The writing was already on the wall on what was going to happen to our team, and for me. Even if we’d spent only a few weeks together as Pokémon and human/trainer, I knew what was going to happen, and given how easy we'd had our gym battles...
Yeah, we were partners, I guess? Lanky took care of the logistics, and I followed him around! But our agreement wouldn’t last as long as it could so long as I was still panicking.
Released from the pokeball as Lanky packed up his backpack, I surveyed the street our stomping-ground-to-be was on. There wasn’t much to see. A few streetlights, a car or two. A few buildings, a few pedestrians. My eyesight wasn't good enough to tell if the stars were out or not.

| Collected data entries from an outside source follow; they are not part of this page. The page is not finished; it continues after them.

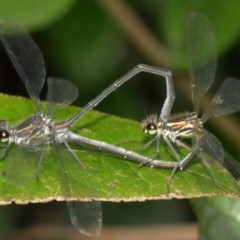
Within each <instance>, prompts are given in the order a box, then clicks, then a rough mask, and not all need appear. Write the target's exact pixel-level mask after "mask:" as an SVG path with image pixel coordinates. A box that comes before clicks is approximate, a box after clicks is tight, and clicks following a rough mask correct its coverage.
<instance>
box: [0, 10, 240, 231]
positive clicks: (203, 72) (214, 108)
mask: <svg viewBox="0 0 240 240" xmlns="http://www.w3.org/2000/svg"><path fill="white" fill-rule="evenodd" d="M198 25H199V26H202V28H201V31H202V30H204V32H201V31H200V30H199V29H198ZM187 33H188V35H187V36H188V37H187V38H188V47H189V56H190V73H191V77H192V95H193V104H194V113H189V114H187V115H184V116H181V117H178V118H175V119H174V118H170V117H169V116H170V113H171V109H172V105H173V102H174V99H175V93H174V87H173V80H172V75H171V72H170V71H167V70H164V69H160V68H156V67H152V66H147V65H138V66H136V67H135V68H133V69H132V70H130V71H129V72H128V73H127V74H125V75H124V76H123V77H121V78H120V79H118V80H117V81H115V82H114V83H113V84H111V85H110V86H109V87H108V88H106V89H105V90H104V91H103V92H102V93H100V94H99V95H98V96H97V97H96V98H94V99H93V100H91V101H90V102H89V103H88V104H86V106H85V107H83V108H82V109H81V110H80V111H79V112H78V113H76V114H75V115H73V116H72V117H70V118H69V119H67V120H65V121H61V122H54V121H53V115H54V112H55V110H56V109H57V108H60V107H62V106H64V105H68V104H70V103H72V102H73V101H74V100H75V99H76V97H77V95H78V91H77V89H76V87H75V86H74V85H73V84H71V83H70V82H68V81H66V80H63V79H58V78H48V79H47V85H48V93H47V101H48V103H49V104H48V106H47V111H46V114H45V113H44V110H43V107H42V105H41V103H40V99H39V94H40V92H41V90H42V88H43V84H44V82H45V77H46V72H45V64H44V60H43V57H42V54H41V52H40V50H39V49H38V47H37V46H36V44H35V43H34V41H33V40H32V38H31V37H30V36H29V34H28V33H27V32H26V30H25V29H24V28H23V27H21V26H20V25H18V24H15V23H12V22H8V21H6V22H1V24H0V37H1V40H2V42H3V45H4V47H5V49H6V51H7V53H8V55H9V57H10V58H11V60H12V62H13V64H14V66H15V68H16V70H17V72H18V74H19V75H20V77H21V79H22V80H23V82H24V84H25V86H26V88H27V91H28V94H29V95H30V97H31V98H32V99H33V101H34V102H35V105H36V107H37V113H36V114H34V115H32V116H30V117H29V118H27V119H26V120H25V121H23V122H22V123H20V124H19V125H17V126H15V127H9V126H8V122H7V121H5V120H2V121H1V122H0V137H1V141H2V142H5V143H6V147H5V149H4V151H3V153H2V158H5V157H7V158H6V159H5V163H4V166H3V170H2V176H3V178H4V179H5V180H6V181H7V182H10V183H13V184H16V185H20V186H21V185H25V184H27V183H28V182H29V181H31V180H32V179H34V178H35V177H38V175H39V172H40V167H41V165H42V164H43V162H44V160H45V156H46V150H47V147H48V146H49V145H51V147H52V148H53V149H54V154H55V157H56V160H57V168H58V173H59V176H60V180H61V190H62V192H63V195H64V196H65V197H66V198H67V199H73V200H76V199H74V197H73V196H74V194H73V193H72V192H71V188H70V187H69V185H70V181H71V180H69V179H68V176H67V174H66V171H65V170H66V168H68V169H70V168H71V164H73V162H74V163H75V164H76V166H78V167H79V169H80V170H81V171H80V170H79V171H80V172H79V175H83V176H82V178H84V175H87V174H89V171H88V169H86V167H85V166H84V165H83V164H82V162H81V161H80V160H79V158H78V156H77V155H76V154H75V152H74V151H73V150H72V149H71V147H70V145H69V143H70V142H74V143H77V144H79V145H85V146H90V147H94V148H95V149H100V150H102V151H103V152H107V153H110V154H112V155H115V156H118V157H121V158H123V159H127V160H130V161H134V162H137V163H140V164H141V165H149V166H152V167H158V168H170V169H173V171H172V174H171V175H170V179H172V177H173V174H174V173H175V171H176V170H177V169H184V167H185V166H186V165H187V164H188V163H189V161H190V160H192V159H193V158H194V157H195V156H196V155H198V156H200V157H201V158H202V159H203V162H204V163H205V164H206V161H205V158H206V157H210V158H213V159H215V160H217V161H220V162H221V163H223V164H225V163H226V162H227V163H228V162H230V163H233V164H234V167H235V168H234V170H235V171H236V172H237V174H239V172H240V167H239V164H238V162H236V161H235V160H233V159H230V156H229V155H228V154H225V153H224V150H223V148H222V146H221V143H220V142H219V141H218V140H217V138H216V137H214V136H213V135H212V134H210V133H209V132H208V131H206V130H205V129H203V127H202V123H203V122H205V121H206V120H207V119H208V118H210V117H211V116H214V115H224V114H229V113H232V112H236V111H238V110H239V108H240V107H239V106H238V105H239V104H236V103H238V102H239V92H240V91H239V90H240V84H239V81H238V80H235V79H227V80H226V81H225V82H224V83H223V85H222V87H221V88H220V90H219V91H218V92H217V95H216V97H214V98H213V101H212V103H211V104H210V107H209V110H207V111H206V112H205V114H204V115H203V117H202V120H200V119H199V118H198V116H197V114H198V111H199V106H198V105H199V98H200V96H201V95H203V94H204V93H205V92H206V91H207V90H208V88H209V87H210V86H211V84H212V82H213V78H214V75H215V68H216V52H215V40H214V36H213V33H212V30H211V27H210V25H209V22H208V21H207V20H206V19H205V18H204V17H203V16H201V15H198V14H195V15H192V16H191V19H190V21H189V24H188V27H187ZM206 39H207V41H206ZM199 48H201V51H200V50H199ZM140 72H149V73H152V74H156V75H159V76H163V77H165V79H166V90H167V97H166V100H165V102H164V104H163V108H162V111H161V114H160V116H159V117H156V116H153V115H151V116H150V117H149V118H148V119H147V121H146V123H145V124H144V131H145V132H147V133H150V134H154V135H155V137H154V138H153V141H154V140H156V141H157V150H156V151H157V153H159V154H160V137H161V136H162V137H163V138H164V140H165V141H166V143H167V145H168V146H169V148H170V149H171V151H172V153H173V161H162V160H158V159H152V158H149V157H146V156H144V155H141V154H138V153H135V152H133V151H129V150H126V149H124V148H121V147H117V146H115V145H111V144H108V143H106V142H103V141H97V140H94V139H90V138H85V137H83V136H80V135H78V134H75V133H74V132H72V131H70V128H71V126H73V125H74V123H75V122H76V121H78V120H79V119H80V118H81V117H83V116H84V115H85V114H86V113H88V112H89V111H90V110H92V109H93V108H94V107H96V106H97V105H98V104H99V103H100V102H101V101H102V100H103V99H104V98H106V97H107V96H108V95H109V94H110V93H112V92H113V91H115V90H117V89H118V88H119V87H120V86H121V85H122V84H124V83H125V82H127V81H128V80H130V79H131V78H132V77H134V76H135V75H137V74H139V73H140ZM232 88H233V89H234V90H233V91H231V95H229V93H230V92H229V89H232ZM184 137H191V138H192V139H193V145H192V146H188V145H186V144H185V143H184V142H183V141H182V140H181V139H182V138H184ZM12 144H14V145H16V146H17V148H15V149H14V151H11V152H10V153H9V154H8V151H9V150H10V147H11V145H12ZM176 145H177V146H180V147H183V148H186V149H187V150H188V151H189V153H188V154H187V156H186V157H184V158H183V159H181V158H180V156H179V155H178V152H177V151H176V150H175V146H176ZM216 149H217V155H216ZM160 156H161V154H160ZM229 159H230V160H232V161H228V160H229ZM73 160H74V161H73ZM72 167H73V165H72ZM96 170H97V169H96ZM76 177H79V178H80V176H76ZM40 179H41V177H40ZM82 184H86V185H87V187H88V188H89V189H93V192H94V191H95V189H94V183H92V182H91V181H89V182H82ZM96 191H97V190H96ZM67 207H68V210H69V213H70V217H71V220H72V223H73V225H74V226H75V227H77V228H78V229H79V230H80V232H82V233H85V234H88V235H98V234H99V233H100V230H101V224H102V212H101V203H100V201H89V202H79V201H67Z"/></svg>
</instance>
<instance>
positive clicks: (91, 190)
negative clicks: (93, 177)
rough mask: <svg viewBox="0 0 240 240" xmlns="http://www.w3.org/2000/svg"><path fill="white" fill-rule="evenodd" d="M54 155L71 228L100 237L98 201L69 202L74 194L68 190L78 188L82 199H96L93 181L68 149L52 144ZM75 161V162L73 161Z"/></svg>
mask: <svg viewBox="0 0 240 240" xmlns="http://www.w3.org/2000/svg"><path fill="white" fill-rule="evenodd" d="M54 145H55V151H54V152H55V154H56V158H57V163H58V171H59V176H60V181H61V186H62V191H63V195H64V197H65V198H66V200H67V208H68V211H69V216H70V219H71V222H72V224H73V226H74V227H75V228H76V229H77V230H79V231H80V232H81V233H83V234H85V235H89V236H92V235H94V236H97V235H100V232H101V228H102V208H101V202H99V201H93V200H92V201H89V200H88V201H86V202H81V201H71V199H73V198H77V197H78V196H74V192H71V190H70V189H76V188H80V191H81V192H82V194H83V198H88V199H89V198H92V197H93V195H95V196H96V197H97V195H96V194H97V191H96V189H95V184H94V181H92V179H91V174H90V172H89V171H87V170H86V169H85V168H84V167H83V165H82V163H81V162H80V160H79V159H78V158H77V156H76V155H75V154H74V152H73V151H72V150H71V149H70V148H68V151H67V148H64V149H63V148H61V149H60V145H59V144H56V143H54ZM73 160H75V161H73Z"/></svg>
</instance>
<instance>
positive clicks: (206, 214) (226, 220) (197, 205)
mask: <svg viewBox="0 0 240 240" xmlns="http://www.w3.org/2000/svg"><path fill="white" fill-rule="evenodd" d="M191 202H192V204H193V206H194V209H195V212H196V214H197V217H198V219H199V230H200V234H201V238H200V239H201V240H204V239H207V240H210V239H219V240H220V239H240V220H239V212H240V202H239V200H237V199H232V198H227V197H214V198H201V199H195V200H192V201H191Z"/></svg>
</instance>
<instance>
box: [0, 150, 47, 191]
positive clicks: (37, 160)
mask: <svg viewBox="0 0 240 240" xmlns="http://www.w3.org/2000/svg"><path fill="white" fill-rule="evenodd" d="M12 150H13V151H12ZM44 154H45V151H44V149H41V148H25V147H21V146H18V147H16V146H12V149H11V151H10V152H9V154H8V157H7V159H5V163H4V165H3V169H2V176H3V178H4V179H5V181H7V182H9V183H11V184H14V185H17V186H24V185H26V184H28V183H30V182H31V181H32V180H34V178H37V174H38V170H39V169H38V166H39V161H40V159H41V158H43V157H44Z"/></svg>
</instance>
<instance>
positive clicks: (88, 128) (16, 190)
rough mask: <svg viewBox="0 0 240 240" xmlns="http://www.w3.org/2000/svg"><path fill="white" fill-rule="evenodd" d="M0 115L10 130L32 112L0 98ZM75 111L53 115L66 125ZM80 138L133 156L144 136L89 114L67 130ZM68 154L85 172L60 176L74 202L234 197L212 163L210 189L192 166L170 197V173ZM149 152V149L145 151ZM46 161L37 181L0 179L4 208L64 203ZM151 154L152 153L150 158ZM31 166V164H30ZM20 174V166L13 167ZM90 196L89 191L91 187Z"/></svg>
mask: <svg viewBox="0 0 240 240" xmlns="http://www.w3.org/2000/svg"><path fill="white" fill-rule="evenodd" d="M0 105H1V108H0V115H1V118H2V119H8V120H10V124H11V125H15V124H16V123H17V122H18V123H19V122H21V121H22V119H24V118H25V117H26V116H28V115H30V114H31V113H33V112H34V111H35V108H34V106H33V104H32V102H30V101H29V100H26V99H23V98H19V97H11V96H6V95H2V96H1V97H0ZM76 111H78V108H76V107H68V108H66V109H65V110H61V111H59V113H58V114H56V115H57V116H56V118H57V119H66V118H67V117H68V116H71V115H72V114H73V113H75V112H76ZM72 130H73V131H74V132H76V133H78V134H81V135H83V136H85V137H89V138H92V139H97V140H101V141H106V142H108V143H111V144H115V145H116V146H121V147H125V148H127V149H129V150H132V151H137V152H139V151H140V150H142V148H143V146H144V144H145V143H146V141H147V140H146V136H145V135H144V133H142V131H141V129H140V124H139V123H137V122H134V121H131V120H128V119H122V118H119V117H115V116H111V115H107V114H104V113H100V112H96V111H91V112H90V113H88V114H87V115H86V116H84V117H83V118H82V119H81V120H80V121H79V122H77V123H76V125H75V126H74V127H73V129H72ZM72 148H73V149H74V152H75V153H76V154H77V155H78V157H79V158H80V159H81V161H82V162H83V163H84V164H85V165H86V166H87V168H88V169H89V170H91V171H88V172H84V171H83V169H82V168H80V167H77V165H76V164H75V161H68V162H67V163H66V165H65V166H66V171H67V172H66V173H67V177H68V182H69V187H70V189H71V197H73V198H75V199H80V200H87V199H100V200H105V201H121V200H123V201H136V200H138V201H143V200H147V199H171V198H196V197H201V196H218V195H228V196H233V197H238V196H239V191H238V188H237V187H236V185H235V184H236V183H235V182H234V181H233V179H232V178H231V177H230V176H229V174H227V172H226V171H225V170H224V169H223V168H222V167H221V166H218V165H217V164H215V163H210V166H211V169H212V173H213V175H214V177H215V179H216V182H217V185H216V184H214V182H213V181H212V178H211V177H210V176H209V174H208V172H207V171H206V169H205V168H204V167H203V166H202V165H201V164H200V163H199V162H198V161H194V162H193V163H192V164H190V166H189V167H188V168H187V169H186V170H184V171H179V172H177V173H176V174H175V175H174V178H173V179H172V183H171V185H170V192H169V191H168V189H167V186H166V183H167V181H168V177H169V176H170V174H171V170H165V169H153V168H149V167H141V168H139V166H138V165H137V164H136V163H132V162H130V161H127V160H126V159H123V158H118V157H114V156H110V155H109V154H104V152H100V151H99V150H93V149H89V148H84V147H79V146H76V145H72ZM154 149H155V145H153V147H152V149H151V150H154ZM13 150H14V147H13V148H12V149H11V150H10V152H9V153H8V155H7V157H6V158H5V159H4V160H3V161H1V162H0V172H2V167H3V165H4V162H5V161H8V159H10V158H11V154H12V151H13ZM48 150H49V154H48V155H47V158H46V161H45V162H44V163H43V165H42V168H41V171H40V174H39V180H37V179H33V181H32V182H30V183H29V184H27V185H26V186H24V187H19V186H15V185H12V184H10V183H6V182H5V181H4V180H3V178H2V177H1V179H0V202H1V204H7V203H10V202H12V201H14V202H17V203H26V202H44V201H51V200H54V199H57V200H65V198H64V197H65V196H64V195H63V193H62V191H61V187H60V180H59V176H58V173H57V164H56V159H55V158H54V155H53V154H52V152H51V148H49V149H48ZM153 152H154V151H152V153H153ZM161 158H162V159H165V160H166V161H169V160H171V159H172V157H171V154H170V152H169V150H168V148H167V147H166V146H165V145H164V144H163V145H162V148H161ZM33 160H34V159H33ZM19 167H21V168H24V164H22V165H21V166H19ZM90 185H91V186H92V187H93V189H94V190H93V191H92V190H91V186H90Z"/></svg>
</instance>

A houndoom on a leash staring us down. I raised my arms at it, challenging it with a hiss.
It looked away.
Good.
Lanky let out a few quick gasps of air—chuckles, probably—I had to remind myself, before unlocking the door to the gym and letting us in.
Then he let Fidget out, and it was just us two and Lanky walking, the Silcoon not really evolved yet, so he held it in his arms as we went to the main arena. He had his hand on its pokeball, but still didn't let the Volcarona out, which was nice.
That we still had it was a bit of a worry. Lanky had said it was temporary, but had something changed? Maybe he was going to give it back to Alder?
Lanky was going to be gym leader one day, and I was probably going to be the star pokemon. He had already named his signature move… Struggle Bug, inspired by me, and I'd learned how to access the magic, and do it reliably.
We walked through the hall, Fidget somehow intuiting that I was not in the mood for our play-fighting.
In that tiled hall, I was struggling to get a grip on the floor when Lanky’s phone buzzed. Ready for some real sleep, I ignored it, and him, pushing open the metal doors that lead into the gym area where we had all hung out.
The place was much the same- the silk swing that I’d built was still up, though all the messes we’d made had been cleaned.
Fidget came to me, and offered me a leaf he'd pulled off a tree. The tree leaves were already regrown. After accepting the leaf, I glued it to a hole in my headdress that hadn't been repaired since taking a few unfortunate zaps from an Emolga.